Of those 52 cases of gender violence, 16 occurred in July and August. Regarding this concentration, Carmona has indicated that July and August, along with December, are months in which there is more coexistence and more leisure situations in which there may be "more friction." "Normally these murders occur at home. This is terrible. We must take extreme precautions in these specific months, to avoid these serious crimes," he warned.

Likewise, he stressed that minors "are the most vulnerable in sexist violence" and stated that "an abuser can never be a good father." On this topic, she added that there are "many" mechanisms so that judges can protect the sons and daughters of victims of gender violence.

"We have seen that there are women who do not report or who retract or withdraw their complaints for fear of losing their children, of not being able to protect them. Currently, both the Civil Code, article 94, and 544 of the Criminal Law allow "the judges suspend the visitation regime from the beginning of the procedure or even deprive the parental authority of the parents who are involved in a procedure for sexist violence," he added.
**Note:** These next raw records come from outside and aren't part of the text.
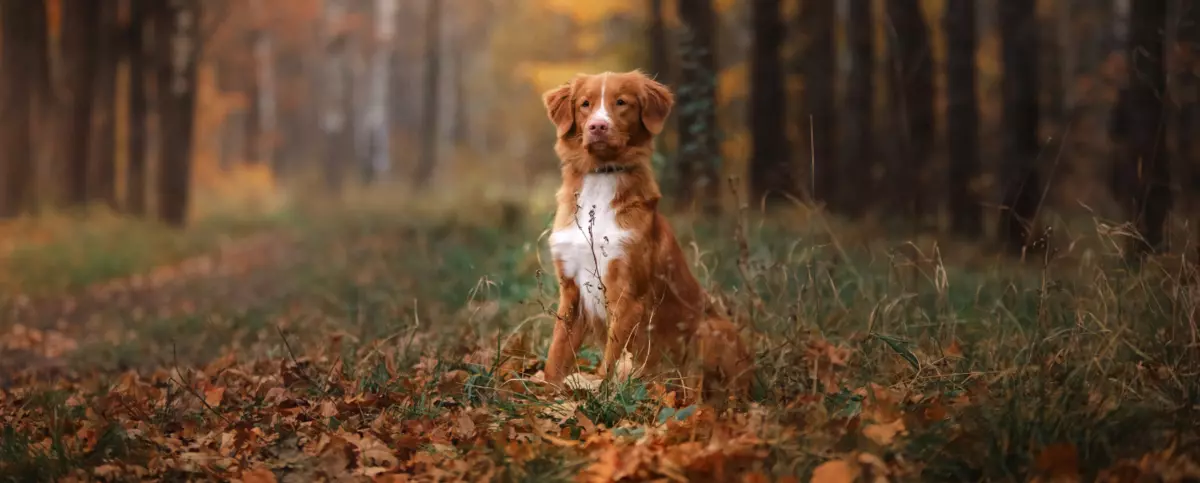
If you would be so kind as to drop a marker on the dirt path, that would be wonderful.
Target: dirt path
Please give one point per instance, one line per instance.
(39, 333)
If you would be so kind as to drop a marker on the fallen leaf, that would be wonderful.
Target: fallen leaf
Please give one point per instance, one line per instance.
(953, 350)
(580, 381)
(466, 427)
(835, 471)
(1059, 461)
(885, 434)
(258, 476)
(213, 395)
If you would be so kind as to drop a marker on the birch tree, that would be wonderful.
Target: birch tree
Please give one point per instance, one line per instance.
(336, 94)
(263, 108)
(378, 123)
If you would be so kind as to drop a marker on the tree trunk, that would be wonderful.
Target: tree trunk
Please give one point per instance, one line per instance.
(699, 153)
(963, 118)
(815, 64)
(261, 124)
(23, 64)
(459, 132)
(1188, 97)
(1147, 168)
(178, 47)
(429, 160)
(378, 121)
(859, 159)
(335, 124)
(136, 171)
(657, 36)
(659, 67)
(102, 174)
(81, 30)
(1019, 91)
(912, 87)
(771, 165)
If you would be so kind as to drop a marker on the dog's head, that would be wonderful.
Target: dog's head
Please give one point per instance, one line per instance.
(609, 113)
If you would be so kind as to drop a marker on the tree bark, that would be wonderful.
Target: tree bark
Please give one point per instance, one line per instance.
(24, 66)
(1188, 99)
(335, 117)
(379, 123)
(963, 117)
(912, 85)
(79, 60)
(178, 47)
(815, 64)
(1147, 168)
(657, 36)
(102, 186)
(699, 153)
(261, 125)
(429, 160)
(136, 171)
(1019, 91)
(772, 177)
(859, 159)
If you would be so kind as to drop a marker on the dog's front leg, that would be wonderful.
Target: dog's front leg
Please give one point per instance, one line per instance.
(627, 317)
(569, 331)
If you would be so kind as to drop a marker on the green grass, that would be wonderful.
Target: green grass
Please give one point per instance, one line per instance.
(1078, 350)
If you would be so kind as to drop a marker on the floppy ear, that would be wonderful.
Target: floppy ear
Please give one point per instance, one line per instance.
(559, 107)
(657, 102)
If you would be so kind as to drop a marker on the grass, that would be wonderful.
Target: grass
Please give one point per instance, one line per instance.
(426, 335)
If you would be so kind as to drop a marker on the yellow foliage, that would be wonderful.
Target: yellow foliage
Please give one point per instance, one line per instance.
(732, 83)
(594, 11)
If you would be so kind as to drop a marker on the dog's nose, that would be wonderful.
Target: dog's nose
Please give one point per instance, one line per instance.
(598, 126)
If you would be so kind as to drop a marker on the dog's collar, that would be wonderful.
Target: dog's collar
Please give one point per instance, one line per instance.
(609, 168)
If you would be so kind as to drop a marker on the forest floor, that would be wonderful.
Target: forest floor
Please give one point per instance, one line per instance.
(370, 346)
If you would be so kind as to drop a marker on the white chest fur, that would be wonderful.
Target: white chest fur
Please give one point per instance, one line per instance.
(592, 242)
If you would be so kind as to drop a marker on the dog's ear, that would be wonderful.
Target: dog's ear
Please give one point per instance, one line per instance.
(561, 107)
(657, 103)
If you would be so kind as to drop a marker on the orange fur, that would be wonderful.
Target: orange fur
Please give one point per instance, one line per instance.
(655, 308)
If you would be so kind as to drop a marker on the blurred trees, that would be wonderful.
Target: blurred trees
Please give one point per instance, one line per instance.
(177, 25)
(814, 61)
(963, 117)
(23, 99)
(431, 89)
(988, 113)
(696, 107)
(1146, 170)
(771, 165)
(912, 108)
(858, 160)
(1019, 176)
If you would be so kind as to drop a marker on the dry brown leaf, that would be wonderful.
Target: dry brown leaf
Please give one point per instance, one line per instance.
(885, 434)
(835, 471)
(213, 395)
(465, 425)
(580, 381)
(258, 476)
(953, 350)
(1059, 463)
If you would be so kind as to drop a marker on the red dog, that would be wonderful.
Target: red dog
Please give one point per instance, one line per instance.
(619, 267)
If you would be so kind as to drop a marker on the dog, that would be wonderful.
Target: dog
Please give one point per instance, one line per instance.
(619, 267)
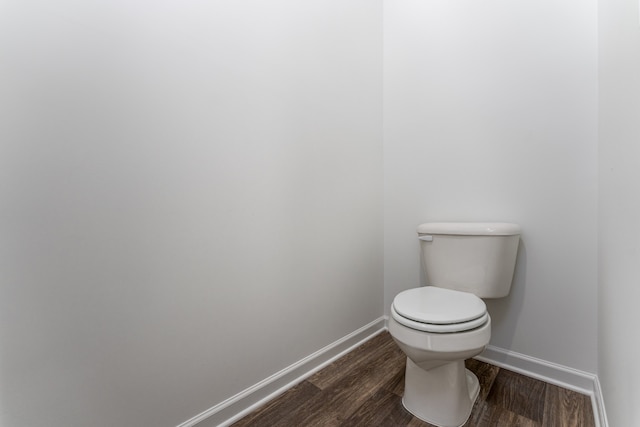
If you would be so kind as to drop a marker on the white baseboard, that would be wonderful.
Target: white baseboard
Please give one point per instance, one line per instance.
(236, 407)
(562, 376)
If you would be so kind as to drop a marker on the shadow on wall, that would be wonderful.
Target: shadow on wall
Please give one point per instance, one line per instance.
(504, 312)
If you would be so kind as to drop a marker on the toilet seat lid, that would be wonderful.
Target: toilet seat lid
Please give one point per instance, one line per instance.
(439, 306)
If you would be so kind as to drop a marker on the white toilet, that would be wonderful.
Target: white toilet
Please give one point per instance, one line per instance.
(441, 325)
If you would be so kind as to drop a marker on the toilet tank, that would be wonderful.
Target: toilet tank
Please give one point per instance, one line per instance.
(471, 257)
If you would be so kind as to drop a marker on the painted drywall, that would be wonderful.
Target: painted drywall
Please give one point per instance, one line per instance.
(490, 114)
(191, 200)
(619, 209)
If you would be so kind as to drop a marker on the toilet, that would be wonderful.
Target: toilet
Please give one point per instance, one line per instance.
(440, 325)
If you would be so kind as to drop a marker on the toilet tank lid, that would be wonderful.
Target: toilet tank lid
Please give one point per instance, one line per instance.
(470, 228)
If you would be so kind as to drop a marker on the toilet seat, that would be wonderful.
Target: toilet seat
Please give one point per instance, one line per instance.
(439, 310)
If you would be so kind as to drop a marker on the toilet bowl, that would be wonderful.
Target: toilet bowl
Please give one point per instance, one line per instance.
(441, 325)
(438, 388)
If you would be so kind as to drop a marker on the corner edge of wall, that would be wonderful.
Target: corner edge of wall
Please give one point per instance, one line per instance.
(562, 376)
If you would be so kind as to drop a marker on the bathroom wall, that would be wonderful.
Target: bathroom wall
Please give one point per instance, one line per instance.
(619, 231)
(191, 200)
(490, 114)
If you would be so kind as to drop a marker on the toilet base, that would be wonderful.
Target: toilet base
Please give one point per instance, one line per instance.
(443, 396)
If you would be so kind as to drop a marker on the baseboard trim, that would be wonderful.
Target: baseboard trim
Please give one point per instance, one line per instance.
(236, 407)
(562, 376)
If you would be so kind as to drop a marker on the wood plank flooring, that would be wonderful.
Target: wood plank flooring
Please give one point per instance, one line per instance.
(365, 387)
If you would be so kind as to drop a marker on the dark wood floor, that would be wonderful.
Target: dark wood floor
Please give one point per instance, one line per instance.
(365, 387)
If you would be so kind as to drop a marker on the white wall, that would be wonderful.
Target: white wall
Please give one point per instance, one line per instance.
(191, 200)
(490, 112)
(619, 231)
Carmona has questioned the effectiveness of re-education programs for abusers, since, as reported, the aggravating circumstance most often applied in sentences is recidivism. "It is true that until now we have placed emphasis on the protection of the victim because it was necessary, because all the efforts and the entire budget must go to protect the victim, but it is also important not to leave aside that there are many abusers who reoffend. "We see that there are more and more violations, that is, abusers who not only commit the crime of gender violence, but also disobey court orders, prohibition, rapprochement, prohibition of communication," he warned.

Since the application of the Law of only yes is yes, more than 1,000 sexual offenders have benefited from sentence reductions and more than 100 have been released from prison. Regarding this issue, Carmona has stated that he believes that "from now on there will be no more sentencing reviews."

Furthermore, he stated that, "luckily", it has been rectified and that, therefore, the penalties will be "just as harsh." "They are very serious crimes. We have seen that in almost 50% or even more than 50% of these sentences the victims are minors and this is greatly repugnant to our society and therefore, the fact that the penalty is more serious It also gives the message that this is an execrable crime and that, of course, all the action of justice will fall on these criminals," he stated.

Regarding the Ministry of Equality's offer to provide electronic bracelets to released sexual offenders if requested by the judges, they have pointed out that they can only be imposed in those cases in which a prohibition on approach has been established by sentence. Carmona herself reported last September that only "two or three" of the more than one hundred released prisoners were wearing telematic bracelets.

In any case, it has highlighted the more than 4,000 devices imposed on perpetrators of gender violence that "are being a success." "Apart from the victim, the abuser himself values ​​it positively because it helps him not to break the restraining order," he noted, adding that in Spain there has been no regrets for "any murder of any woman with this device imposed."